On July 6, 2015, the Third Circuit Court of Appeals upheld the U.S. Environmental Protection Agency’s (EPA) total maximum daily load (TMDL) for the Chesapeake Bay. TMDLs establish the maximum amount of a pollutant (or pollutants) a water body can absorb before violating applicable water quality standards. The Chesapeake Bay TMDL is the largest TMDL ever developed and affects dischargers within the 64,000 square miles of the watershed, which includes six states and the District of Columbia. The TMDL allocates pollutant levels among different kinds of pollutant sources (e.g., among agriculture, stormwater, publicly owned treatment works), sets a timeframe for meeting the pollutant levels, and requires the states to provide reasonable assurances that they will implement the TMDL. The EPA established the TMDL in 2010 and, shortly thereafter, the American Farm Bureau Federation (Farm Bureau) and multiple trade organizations whose members would be affected by the TMDL sued the EPA. Primary questions for the appellate court included whether the term “total maximum daily load” was ambiguous per case law and statutory instruction, whether the TMDL intrudes on states’ traditional ability to regulate land use, and whether the TMDL presented federalism and other constitutional concerns.

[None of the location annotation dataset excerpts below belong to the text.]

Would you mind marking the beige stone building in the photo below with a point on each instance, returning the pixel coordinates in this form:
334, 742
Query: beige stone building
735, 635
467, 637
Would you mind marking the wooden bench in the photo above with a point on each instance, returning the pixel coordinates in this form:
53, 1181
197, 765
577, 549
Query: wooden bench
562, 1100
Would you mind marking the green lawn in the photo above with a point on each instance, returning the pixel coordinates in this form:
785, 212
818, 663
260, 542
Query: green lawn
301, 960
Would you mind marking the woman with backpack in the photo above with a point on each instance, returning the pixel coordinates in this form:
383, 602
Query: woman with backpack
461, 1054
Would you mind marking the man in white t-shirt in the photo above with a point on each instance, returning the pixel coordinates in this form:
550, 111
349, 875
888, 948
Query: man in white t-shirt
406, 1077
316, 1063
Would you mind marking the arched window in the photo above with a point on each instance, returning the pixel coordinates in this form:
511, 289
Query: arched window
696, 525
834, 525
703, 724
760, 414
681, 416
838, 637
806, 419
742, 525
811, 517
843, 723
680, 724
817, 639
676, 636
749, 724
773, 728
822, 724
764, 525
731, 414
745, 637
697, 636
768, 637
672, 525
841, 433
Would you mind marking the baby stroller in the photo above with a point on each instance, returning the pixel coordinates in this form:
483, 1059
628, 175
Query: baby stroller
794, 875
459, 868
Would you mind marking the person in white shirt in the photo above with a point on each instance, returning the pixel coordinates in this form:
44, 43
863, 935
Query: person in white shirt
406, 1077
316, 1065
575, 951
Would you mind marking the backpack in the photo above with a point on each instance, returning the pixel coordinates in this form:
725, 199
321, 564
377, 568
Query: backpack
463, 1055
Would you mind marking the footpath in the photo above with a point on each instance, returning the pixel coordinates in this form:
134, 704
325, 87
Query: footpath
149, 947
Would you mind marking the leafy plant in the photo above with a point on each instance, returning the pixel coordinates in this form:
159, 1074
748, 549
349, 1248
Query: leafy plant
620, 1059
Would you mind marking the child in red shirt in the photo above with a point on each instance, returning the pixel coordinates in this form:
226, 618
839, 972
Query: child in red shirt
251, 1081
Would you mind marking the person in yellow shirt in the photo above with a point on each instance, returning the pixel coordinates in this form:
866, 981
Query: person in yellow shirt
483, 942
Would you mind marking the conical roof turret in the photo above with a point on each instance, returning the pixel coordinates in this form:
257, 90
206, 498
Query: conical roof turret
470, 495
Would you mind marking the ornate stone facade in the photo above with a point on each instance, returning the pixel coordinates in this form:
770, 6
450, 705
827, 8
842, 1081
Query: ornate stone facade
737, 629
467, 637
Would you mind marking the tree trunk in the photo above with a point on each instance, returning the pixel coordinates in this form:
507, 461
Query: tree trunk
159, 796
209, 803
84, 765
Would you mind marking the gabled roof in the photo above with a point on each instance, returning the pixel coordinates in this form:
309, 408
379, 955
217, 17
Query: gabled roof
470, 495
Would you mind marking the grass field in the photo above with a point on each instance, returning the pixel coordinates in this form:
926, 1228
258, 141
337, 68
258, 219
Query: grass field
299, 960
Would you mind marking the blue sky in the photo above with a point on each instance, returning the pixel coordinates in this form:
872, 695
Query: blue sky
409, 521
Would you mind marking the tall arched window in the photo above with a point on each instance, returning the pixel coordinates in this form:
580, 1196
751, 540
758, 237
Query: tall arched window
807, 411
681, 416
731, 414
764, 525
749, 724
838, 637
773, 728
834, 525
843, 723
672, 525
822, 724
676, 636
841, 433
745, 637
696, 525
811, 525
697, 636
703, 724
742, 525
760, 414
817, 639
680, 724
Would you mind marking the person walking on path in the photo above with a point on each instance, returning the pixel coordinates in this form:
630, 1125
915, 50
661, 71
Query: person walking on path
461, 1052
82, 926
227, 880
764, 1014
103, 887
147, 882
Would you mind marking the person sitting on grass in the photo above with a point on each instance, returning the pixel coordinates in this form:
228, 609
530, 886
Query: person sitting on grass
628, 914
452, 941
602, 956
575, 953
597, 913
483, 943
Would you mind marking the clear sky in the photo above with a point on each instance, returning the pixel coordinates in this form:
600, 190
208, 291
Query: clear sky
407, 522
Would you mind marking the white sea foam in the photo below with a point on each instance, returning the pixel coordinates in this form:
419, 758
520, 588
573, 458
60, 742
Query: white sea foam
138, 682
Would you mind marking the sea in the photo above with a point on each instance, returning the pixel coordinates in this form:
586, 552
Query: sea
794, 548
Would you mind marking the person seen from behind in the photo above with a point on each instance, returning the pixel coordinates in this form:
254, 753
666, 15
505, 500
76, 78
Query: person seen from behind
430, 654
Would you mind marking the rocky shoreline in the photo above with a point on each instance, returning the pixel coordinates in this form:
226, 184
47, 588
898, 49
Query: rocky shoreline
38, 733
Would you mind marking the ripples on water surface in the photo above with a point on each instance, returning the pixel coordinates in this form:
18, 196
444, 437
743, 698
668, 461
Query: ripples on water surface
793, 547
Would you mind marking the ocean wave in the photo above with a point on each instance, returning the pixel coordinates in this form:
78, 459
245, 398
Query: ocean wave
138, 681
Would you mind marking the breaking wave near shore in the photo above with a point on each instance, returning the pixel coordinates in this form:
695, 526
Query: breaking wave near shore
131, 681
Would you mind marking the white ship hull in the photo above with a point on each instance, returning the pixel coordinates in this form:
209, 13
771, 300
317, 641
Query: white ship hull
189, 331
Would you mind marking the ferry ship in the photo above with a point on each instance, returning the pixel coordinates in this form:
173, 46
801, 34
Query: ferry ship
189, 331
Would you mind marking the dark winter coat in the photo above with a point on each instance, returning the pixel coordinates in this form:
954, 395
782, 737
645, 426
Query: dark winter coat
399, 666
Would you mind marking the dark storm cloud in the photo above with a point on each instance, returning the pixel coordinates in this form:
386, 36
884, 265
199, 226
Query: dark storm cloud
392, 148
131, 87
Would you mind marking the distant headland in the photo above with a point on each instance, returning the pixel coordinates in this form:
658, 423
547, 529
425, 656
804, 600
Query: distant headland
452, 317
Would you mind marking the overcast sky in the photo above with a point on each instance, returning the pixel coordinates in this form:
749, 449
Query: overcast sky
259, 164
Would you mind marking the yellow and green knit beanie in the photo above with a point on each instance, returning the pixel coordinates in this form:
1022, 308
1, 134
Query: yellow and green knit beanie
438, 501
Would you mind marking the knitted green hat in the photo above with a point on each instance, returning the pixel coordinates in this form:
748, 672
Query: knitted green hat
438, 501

The court proceeded under the Chevron framework. Under Chevron, the court first analyzes whether the term at issue, as given by Congress, is unambiguous. If the term is unambiguous, the court will enforce Congress’ intent. If the term is ambiguous, the court then defers to agency interpretations that are not arbitrary, capricious, or an abuse of discretion. UnderChevron’s first step, the court found that “total maximum daily load” could have multiple meanings and was ambiguous. Because the court found the term ambiguous, it then analyzed whether the EPA’s implementation was arbitrary, capricious, or an abuse of discretion. The court determined that the EPA reasonably carried out Congress’ instructions for administering TMDLs.

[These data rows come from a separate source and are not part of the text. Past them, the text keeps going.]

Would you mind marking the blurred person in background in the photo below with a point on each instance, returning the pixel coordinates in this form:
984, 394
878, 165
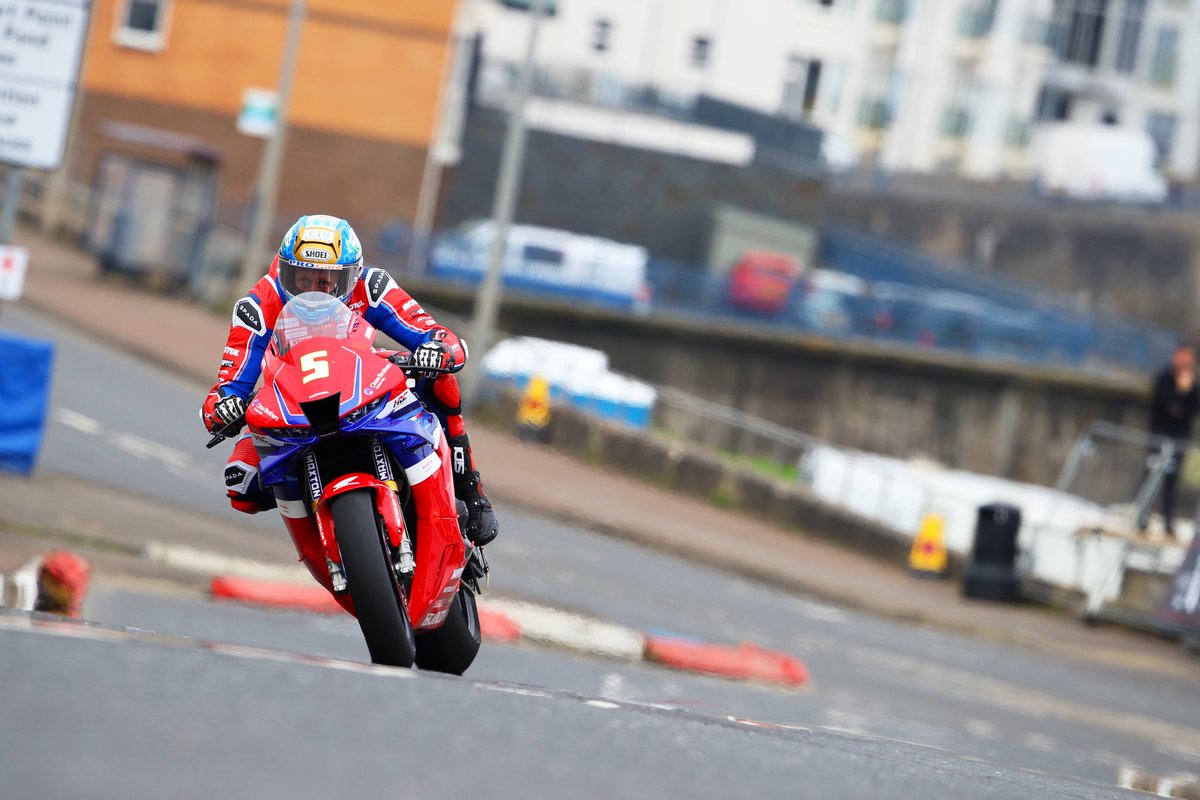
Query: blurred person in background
322, 253
1174, 403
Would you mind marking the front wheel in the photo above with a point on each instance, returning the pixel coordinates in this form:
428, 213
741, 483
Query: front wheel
453, 647
378, 600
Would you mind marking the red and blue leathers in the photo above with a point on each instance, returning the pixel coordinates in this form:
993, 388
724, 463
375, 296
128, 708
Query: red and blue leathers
382, 302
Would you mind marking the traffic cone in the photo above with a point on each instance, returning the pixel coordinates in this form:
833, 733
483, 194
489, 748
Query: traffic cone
63, 583
928, 558
533, 411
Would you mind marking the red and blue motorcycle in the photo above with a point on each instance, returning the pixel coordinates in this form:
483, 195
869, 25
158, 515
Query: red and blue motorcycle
361, 474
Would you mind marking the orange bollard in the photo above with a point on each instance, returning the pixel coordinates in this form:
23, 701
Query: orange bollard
61, 584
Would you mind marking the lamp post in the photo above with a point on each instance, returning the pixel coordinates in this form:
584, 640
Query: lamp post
489, 299
268, 186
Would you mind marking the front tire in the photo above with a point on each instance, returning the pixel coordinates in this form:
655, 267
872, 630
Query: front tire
378, 600
453, 647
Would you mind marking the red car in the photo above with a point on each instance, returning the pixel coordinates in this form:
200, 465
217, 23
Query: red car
761, 281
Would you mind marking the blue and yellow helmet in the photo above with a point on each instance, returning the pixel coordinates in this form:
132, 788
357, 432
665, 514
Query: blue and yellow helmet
319, 253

When engaging in the Chevron analysis, the court addressed multiple sub-questions. The court noted that this is the first case in which a court considered whether a TMDL could include more provisions than merely a pollutant quantity, but case law was useful to show other courts have recognized EPA’s ability to fill gaps in instruction on how to promulgate TMDLs. The court found that the extensive requirements for promulgating TMDLs indicate that TMDLs were meant to be more than a number and fleshed out by the agency. Overall, the court found TMDLs could go beyond a number to include allocations, target dates, and reasonable assurances from states because such actions were consistent with the Clean Water Act’s (CWA) purpose: to restore and maintain the chemical, physical, and biological integrity of the country’s waters.

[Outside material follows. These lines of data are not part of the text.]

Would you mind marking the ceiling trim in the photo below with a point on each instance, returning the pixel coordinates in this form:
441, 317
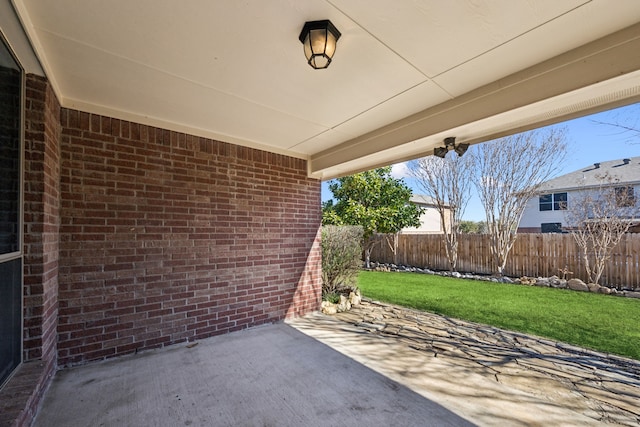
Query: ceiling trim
604, 59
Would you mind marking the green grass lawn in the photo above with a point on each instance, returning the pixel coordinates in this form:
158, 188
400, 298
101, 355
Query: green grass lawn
604, 323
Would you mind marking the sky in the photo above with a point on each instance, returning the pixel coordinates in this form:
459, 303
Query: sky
590, 139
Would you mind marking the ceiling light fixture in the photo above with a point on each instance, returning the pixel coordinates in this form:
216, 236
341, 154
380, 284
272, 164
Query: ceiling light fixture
319, 39
450, 144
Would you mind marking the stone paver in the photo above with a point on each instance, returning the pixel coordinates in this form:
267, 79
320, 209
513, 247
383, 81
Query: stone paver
488, 375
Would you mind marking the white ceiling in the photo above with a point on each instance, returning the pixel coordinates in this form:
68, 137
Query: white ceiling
406, 73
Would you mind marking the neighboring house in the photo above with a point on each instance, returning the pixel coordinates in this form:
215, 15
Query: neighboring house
546, 213
430, 218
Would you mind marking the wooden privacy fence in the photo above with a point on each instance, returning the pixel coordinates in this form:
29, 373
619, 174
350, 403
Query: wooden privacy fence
533, 255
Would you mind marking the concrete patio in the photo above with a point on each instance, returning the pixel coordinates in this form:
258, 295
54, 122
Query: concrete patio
376, 365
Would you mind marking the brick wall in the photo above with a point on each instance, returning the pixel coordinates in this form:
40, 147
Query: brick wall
41, 223
167, 237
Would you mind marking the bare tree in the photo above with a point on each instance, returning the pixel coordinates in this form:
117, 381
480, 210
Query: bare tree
597, 218
626, 122
448, 182
508, 172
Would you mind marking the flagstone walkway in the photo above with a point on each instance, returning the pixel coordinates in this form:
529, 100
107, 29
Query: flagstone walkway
487, 375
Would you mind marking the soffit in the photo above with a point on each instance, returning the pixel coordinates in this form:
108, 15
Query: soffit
235, 70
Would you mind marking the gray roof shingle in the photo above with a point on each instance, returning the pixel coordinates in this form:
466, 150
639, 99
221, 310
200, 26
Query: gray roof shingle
622, 171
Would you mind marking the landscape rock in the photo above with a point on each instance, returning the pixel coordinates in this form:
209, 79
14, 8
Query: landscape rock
577, 285
552, 281
541, 281
344, 304
594, 287
329, 307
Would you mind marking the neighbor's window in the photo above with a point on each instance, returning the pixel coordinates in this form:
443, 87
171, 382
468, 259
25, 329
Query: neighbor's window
551, 227
556, 202
625, 197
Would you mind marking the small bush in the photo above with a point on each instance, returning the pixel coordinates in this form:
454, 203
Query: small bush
341, 257
333, 298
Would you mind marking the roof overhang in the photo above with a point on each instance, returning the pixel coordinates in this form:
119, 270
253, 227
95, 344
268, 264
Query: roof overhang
406, 74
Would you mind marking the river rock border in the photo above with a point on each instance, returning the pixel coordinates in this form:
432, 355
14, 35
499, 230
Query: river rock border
549, 282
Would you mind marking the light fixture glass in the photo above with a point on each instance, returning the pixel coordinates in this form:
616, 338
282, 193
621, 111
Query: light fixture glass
461, 149
440, 152
319, 39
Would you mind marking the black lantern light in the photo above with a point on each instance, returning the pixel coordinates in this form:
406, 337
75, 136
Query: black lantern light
450, 144
319, 39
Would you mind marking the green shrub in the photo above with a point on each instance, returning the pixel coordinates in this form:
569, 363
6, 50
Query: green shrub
341, 257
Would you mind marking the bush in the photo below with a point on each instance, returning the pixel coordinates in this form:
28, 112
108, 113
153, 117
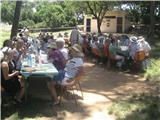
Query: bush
26, 23
40, 25
153, 72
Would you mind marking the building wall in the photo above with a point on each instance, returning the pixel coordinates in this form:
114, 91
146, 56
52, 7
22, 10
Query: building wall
109, 24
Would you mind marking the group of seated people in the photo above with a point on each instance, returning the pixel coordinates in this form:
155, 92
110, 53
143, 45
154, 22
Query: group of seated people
68, 61
116, 47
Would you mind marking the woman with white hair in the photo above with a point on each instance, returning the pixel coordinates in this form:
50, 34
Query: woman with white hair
9, 76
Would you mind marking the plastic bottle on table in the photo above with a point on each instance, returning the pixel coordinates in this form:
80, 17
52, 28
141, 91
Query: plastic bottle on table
30, 60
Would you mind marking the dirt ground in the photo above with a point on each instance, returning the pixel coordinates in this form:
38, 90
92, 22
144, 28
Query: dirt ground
100, 87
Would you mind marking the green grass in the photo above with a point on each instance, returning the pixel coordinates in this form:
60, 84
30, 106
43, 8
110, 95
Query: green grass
139, 107
6, 35
153, 71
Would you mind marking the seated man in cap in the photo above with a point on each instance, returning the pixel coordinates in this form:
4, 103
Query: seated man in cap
73, 67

The Farm Bureau argued that because states traditionally regulate land use, the court should not allow the EPA’s interpretation unless Congress clearly intended federal interference with this realm. The court rejected this argument, stating the EPA did not make a land use rule and federal law permits this type of regulatory action. Thus, this case did not present a federalism issue that required a clear statement from Congress. Additionally, after distinguishing two landmark CWA cases, the court found no constitutional issues with the EPA’s statutory interpretation.
Ultimately, the court held TMDL terminology is ambiguous enough to permit the EPA to include the elements present in the Chesapeake Bay TMDL and the EPA’s interpretation was reasonable and in accordance with the law.